GRAAL-Research / deepparse

Deepparse is a state-of-the-art library for parsing multinational street addresses using deep learning
https://deepparse.org/
GNU Lesser General Public License v3.0
299 stars 30 forks source link

PO Boxes #140

Closed crtnx closed 1 year ago

crtnx commented 2 years ago

Dear friends,

the paser works well for generic street addresses, but when I've tried to parse a PO Box US address, it fails:

parsed_address = address_parser("PO Box 40070 Nashville TN 37204")

[('40070', 'StreetNumber'), ('po box', 'StreetName'), (None, 'Unit'), ('nashville', 'Municipality'), ('tn', 'Province'), ('37204', 'PostalCode'), (None, 'Orientation'), (None, 'GeneralDelivery'), (None, 'EOS')]

Any plans to improve the training dataset? As far as I remember libpostal works well with PO Boxes and could generate PO Box addresses...

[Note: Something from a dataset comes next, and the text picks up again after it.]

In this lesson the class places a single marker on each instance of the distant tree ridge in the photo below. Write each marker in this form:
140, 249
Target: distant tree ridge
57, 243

github-actions[bot] commented 2 years ago

Thank you for you interest in improving Deepparse.

davebulaval commented 2 years ago

Hi @crtnx,

The problem is that we don't have enough examples in the dataset. For example, only two examples of PO boxes exist in the training dataset and 3 in the test set (for US, Canada and UK addresses). Without more examples, it would be impossible to retrain our model to improve it.

Do you have some annotated examples?

Libpostal must use handwritten rules or something like it to solve these cases since we use a similar dataset.

crtnx commented 2 years ago

Hi @davebulaval,

thanks for providing me with the explanation. As OSM data has no PO Box addresses, libpostal has a builtin code for generating fake PO Boxes and replaces portions of real street addresses with it. I could generate enough POBox annotated examples for you using libpostal geodata generator, however please define the following:

davebulaval commented 2 years ago

We have the "GeneralDelivery" tag that could be used for this. Otherwise, we will need to introduce a new tag. What do you think (@MAYAS3 also)? I don't know if other countries use it. I know that Canada and USA use it, and I'm pretty sure UK also, but other than that, more research needs to be done. Usually, a thousand or so per country is more than enough. If you provide the dataset, I will use our training loop to add this data whit the rest of our training dataset. The best is a pickle format similar as our public dataset (a list of tuples (address, [tags list]).

MAYAS3 commented 2 years ago

We have the "GeneralDelivery" tag that could be used for this. Otherwise, we will need to introduce a new tag. What do you think (@MAYAS3 also)? I don't know if other countries use it. I know that Canada and USA use it, and I'm pretty sure UK also, but other than that, more research needs to be done. Usually, a thousand or so per country is more than enough. If you provide the dataset, I will use our training loop to add this data whit the rest of our training dataset. The best is a pickle format similar as our public dataset (a list of tuples (address, [tags list]).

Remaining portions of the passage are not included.